Lower IQ Detected in Bronchiectasis Patients During Study

Lower IQ Detected in Bronchiectasis Patients During Study

Effects of bronchiectasis on health are far-reaching. While bronchiectasis is a lung disease in which the bronchi are enlarged and typically infected, the condition affects much more than the respiratory system. In one specific case, a team of researchers from the Departments of Pulmonary Diseases and Infectious Diseases at Kirikkale University in Turkey discovered that bronchiectasis affects the nervous system and may lead to low cognitive ability.

“Bronchiectasis may change cognitive function,” stated Dr. PY Gülhan, lead author on “Low Cognitive Ability in Subjects with Bronchiectasis,” which was published in the journal Respiratory Care. The rationale behind this statement is the association between chronic obstructive pulmonary disease (COPD), another disease of the airways, and cognitive dysfunction. The mechanism behind low cognitive ability in COPD is thought to be neuronal damage from hypoxia, or lack of oxygen.

Hypothesizing that a similar mechanism might be at play in bronchiectasis, the team of researchers identified 30 patients with stable bronchiectasis and 25 healthy volunteers and compared the two groups’ cognitive ability. The researchers used the Wechsler Adult Intelligence Scale, a 60-question test of IQ designed for adults and older adolescents, to evaluate cognitive ability. To make additional correlations between cognitive ability and characteristics related to bronchiectasis, the researchers also assessed pulmonary function, perceived shortness of breath following exercise, and level of depression in the patients.

Comparing the two groups’ results from the IQ test, the group with bronchiectasis scored lower on the verbal and performance tests and the full-scale IQ score. This group also had poorer lung function, lower oxygen saturation, and higher depression.

Although the researchers only correlated physical characteristics of bronchiectasis and cognitive function, the team believes the increased hypoxia in bronchiectasis may lead to lower cognitive function. Future experiments that evaluate the function of neurons in a hypoxic, bronchiectasis-induced environment may clarify the mechanism behind this phenomenon. In the meantime, it may be suggested that bronchiectasis patients engage in cognitive stimulation to help prevent or slow cognitive decline.

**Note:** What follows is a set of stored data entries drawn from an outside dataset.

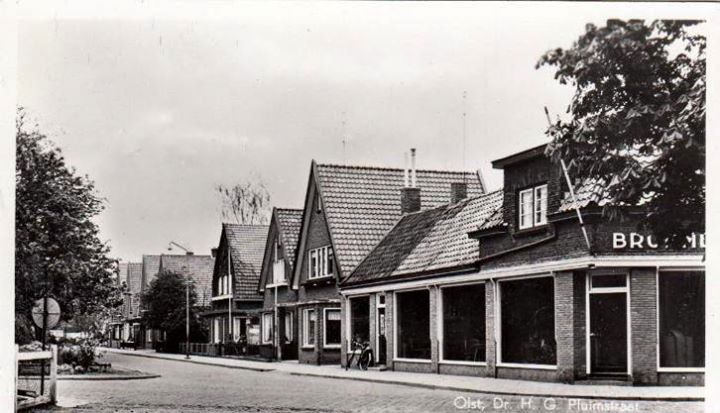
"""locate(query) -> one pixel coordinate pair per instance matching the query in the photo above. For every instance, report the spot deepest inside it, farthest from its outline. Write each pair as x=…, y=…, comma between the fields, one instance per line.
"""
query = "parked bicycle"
x=361, y=353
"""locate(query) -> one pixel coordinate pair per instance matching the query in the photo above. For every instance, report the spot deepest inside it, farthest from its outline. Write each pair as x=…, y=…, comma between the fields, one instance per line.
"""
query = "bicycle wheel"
x=364, y=361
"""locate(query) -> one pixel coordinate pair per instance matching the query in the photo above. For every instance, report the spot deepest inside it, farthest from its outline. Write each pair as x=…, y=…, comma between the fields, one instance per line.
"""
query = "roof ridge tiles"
x=387, y=168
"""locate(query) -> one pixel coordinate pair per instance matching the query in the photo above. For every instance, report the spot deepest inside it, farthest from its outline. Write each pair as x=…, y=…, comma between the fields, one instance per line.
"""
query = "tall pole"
x=187, y=318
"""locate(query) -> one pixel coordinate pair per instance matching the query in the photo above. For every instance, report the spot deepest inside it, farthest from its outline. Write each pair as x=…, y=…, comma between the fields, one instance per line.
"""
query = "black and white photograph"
x=357, y=206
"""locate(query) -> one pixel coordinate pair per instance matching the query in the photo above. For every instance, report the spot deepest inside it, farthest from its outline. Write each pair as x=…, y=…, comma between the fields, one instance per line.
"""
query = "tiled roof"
x=247, y=246
x=290, y=221
x=363, y=203
x=198, y=267
x=431, y=240
x=589, y=192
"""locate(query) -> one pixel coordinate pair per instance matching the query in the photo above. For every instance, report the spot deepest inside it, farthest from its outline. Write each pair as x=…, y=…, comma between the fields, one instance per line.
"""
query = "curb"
x=203, y=363
x=109, y=377
x=440, y=387
x=505, y=393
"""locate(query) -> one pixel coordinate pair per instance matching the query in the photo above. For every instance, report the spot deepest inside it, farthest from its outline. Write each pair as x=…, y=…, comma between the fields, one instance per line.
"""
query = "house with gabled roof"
x=235, y=301
x=278, y=322
x=553, y=289
x=348, y=210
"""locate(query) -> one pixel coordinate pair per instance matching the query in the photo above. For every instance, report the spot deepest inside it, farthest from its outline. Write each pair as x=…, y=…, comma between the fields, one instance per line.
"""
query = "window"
x=321, y=262
x=332, y=327
x=533, y=207
x=682, y=318
x=463, y=317
x=413, y=325
x=267, y=328
x=360, y=319
x=309, y=328
x=237, y=328
x=527, y=309
x=288, y=327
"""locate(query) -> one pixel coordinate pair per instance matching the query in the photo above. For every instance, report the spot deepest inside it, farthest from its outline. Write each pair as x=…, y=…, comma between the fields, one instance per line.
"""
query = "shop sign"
x=634, y=240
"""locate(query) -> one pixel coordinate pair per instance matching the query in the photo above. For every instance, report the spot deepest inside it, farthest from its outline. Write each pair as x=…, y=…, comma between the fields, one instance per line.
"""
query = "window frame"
x=322, y=259
x=395, y=326
x=441, y=325
x=498, y=321
x=657, y=321
x=326, y=310
x=533, y=204
x=306, y=323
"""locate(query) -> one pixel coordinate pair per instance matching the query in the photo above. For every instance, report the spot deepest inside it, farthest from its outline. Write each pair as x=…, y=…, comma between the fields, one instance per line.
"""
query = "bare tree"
x=247, y=202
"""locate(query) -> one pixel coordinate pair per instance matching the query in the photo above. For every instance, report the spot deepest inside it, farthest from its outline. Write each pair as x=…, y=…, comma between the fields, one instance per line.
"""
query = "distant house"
x=126, y=324
x=235, y=300
x=278, y=327
x=348, y=210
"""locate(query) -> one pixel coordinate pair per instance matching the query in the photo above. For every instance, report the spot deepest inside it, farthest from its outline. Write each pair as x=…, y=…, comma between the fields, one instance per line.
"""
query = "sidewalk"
x=443, y=381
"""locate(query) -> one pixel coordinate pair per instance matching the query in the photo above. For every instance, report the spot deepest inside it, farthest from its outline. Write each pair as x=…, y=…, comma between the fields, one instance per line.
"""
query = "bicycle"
x=364, y=357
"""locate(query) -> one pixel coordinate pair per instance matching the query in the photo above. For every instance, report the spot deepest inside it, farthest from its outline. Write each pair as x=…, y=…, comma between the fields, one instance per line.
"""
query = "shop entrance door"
x=608, y=328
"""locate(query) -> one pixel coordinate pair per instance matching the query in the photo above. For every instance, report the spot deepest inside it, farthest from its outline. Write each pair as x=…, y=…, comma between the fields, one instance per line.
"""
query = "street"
x=191, y=387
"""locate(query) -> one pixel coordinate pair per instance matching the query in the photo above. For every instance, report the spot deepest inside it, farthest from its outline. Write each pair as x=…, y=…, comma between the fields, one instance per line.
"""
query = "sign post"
x=46, y=314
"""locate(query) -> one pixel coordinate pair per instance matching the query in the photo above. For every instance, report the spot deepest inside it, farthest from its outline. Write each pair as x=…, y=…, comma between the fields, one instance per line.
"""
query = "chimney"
x=410, y=195
x=409, y=200
x=413, y=172
x=458, y=192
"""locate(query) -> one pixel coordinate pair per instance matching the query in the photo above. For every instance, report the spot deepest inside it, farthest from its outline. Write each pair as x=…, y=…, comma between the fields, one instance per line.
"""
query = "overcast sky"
x=159, y=111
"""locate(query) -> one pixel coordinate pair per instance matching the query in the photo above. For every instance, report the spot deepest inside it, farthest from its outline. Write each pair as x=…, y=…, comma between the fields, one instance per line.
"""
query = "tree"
x=57, y=249
x=165, y=302
x=245, y=203
x=638, y=119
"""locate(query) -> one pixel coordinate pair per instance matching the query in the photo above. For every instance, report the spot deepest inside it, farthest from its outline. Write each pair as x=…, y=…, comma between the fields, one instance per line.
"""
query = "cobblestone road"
x=189, y=387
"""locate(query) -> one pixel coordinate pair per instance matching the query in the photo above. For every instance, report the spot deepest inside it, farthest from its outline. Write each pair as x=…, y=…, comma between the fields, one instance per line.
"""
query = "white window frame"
x=395, y=325
x=325, y=312
x=306, y=323
x=441, y=325
x=322, y=257
x=657, y=306
x=266, y=329
x=498, y=325
x=537, y=204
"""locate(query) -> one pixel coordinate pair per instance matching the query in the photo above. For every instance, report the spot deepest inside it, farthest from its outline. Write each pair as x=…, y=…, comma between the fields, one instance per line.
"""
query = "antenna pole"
x=572, y=192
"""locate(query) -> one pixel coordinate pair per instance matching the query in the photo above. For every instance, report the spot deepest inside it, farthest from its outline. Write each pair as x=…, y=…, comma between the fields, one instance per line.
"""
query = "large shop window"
x=528, y=321
x=413, y=324
x=463, y=315
x=309, y=328
x=267, y=328
x=360, y=319
x=332, y=327
x=682, y=318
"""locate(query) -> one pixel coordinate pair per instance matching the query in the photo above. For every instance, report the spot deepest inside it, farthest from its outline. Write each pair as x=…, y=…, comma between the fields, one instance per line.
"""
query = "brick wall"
x=565, y=331
x=643, y=322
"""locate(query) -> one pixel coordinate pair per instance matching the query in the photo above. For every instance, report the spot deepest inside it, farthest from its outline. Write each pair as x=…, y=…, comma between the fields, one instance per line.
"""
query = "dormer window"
x=532, y=207
x=320, y=262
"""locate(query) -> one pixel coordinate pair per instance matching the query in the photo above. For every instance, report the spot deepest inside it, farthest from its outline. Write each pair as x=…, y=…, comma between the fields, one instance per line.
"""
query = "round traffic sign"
x=53, y=312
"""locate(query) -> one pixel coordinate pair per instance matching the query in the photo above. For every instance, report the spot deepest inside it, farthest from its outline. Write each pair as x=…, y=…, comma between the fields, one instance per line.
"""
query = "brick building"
x=532, y=299
x=278, y=326
x=348, y=210
x=235, y=302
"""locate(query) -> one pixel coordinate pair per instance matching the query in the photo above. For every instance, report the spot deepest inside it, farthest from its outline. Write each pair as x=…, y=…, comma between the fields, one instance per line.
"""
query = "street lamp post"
x=187, y=318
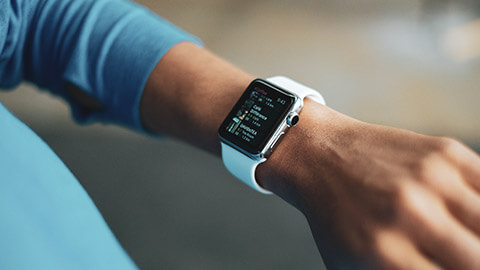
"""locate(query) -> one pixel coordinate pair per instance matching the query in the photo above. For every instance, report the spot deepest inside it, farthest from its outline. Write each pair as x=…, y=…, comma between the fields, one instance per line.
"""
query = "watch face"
x=256, y=116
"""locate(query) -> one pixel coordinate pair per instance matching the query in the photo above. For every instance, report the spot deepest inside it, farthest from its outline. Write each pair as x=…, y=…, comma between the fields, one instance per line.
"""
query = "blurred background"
x=405, y=63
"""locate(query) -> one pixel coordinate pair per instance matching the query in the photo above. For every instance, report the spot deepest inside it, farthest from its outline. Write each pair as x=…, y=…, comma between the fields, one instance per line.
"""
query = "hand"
x=378, y=197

Maureen Newman is a researcher by trade, and brings her knowledge of the lab to BioNews Texas. Currently, she is serving as a PhD student at University of Rochester, and working towards a career of research in biomaterials for drug delivery and regenerative medicine. She is an integral part of Dr. Danielle Benoit’s laboratory, where she is investigating bone-homing therapeutics for osteoporosis treatment. She is a senior science and research columnist for BioNews Texas.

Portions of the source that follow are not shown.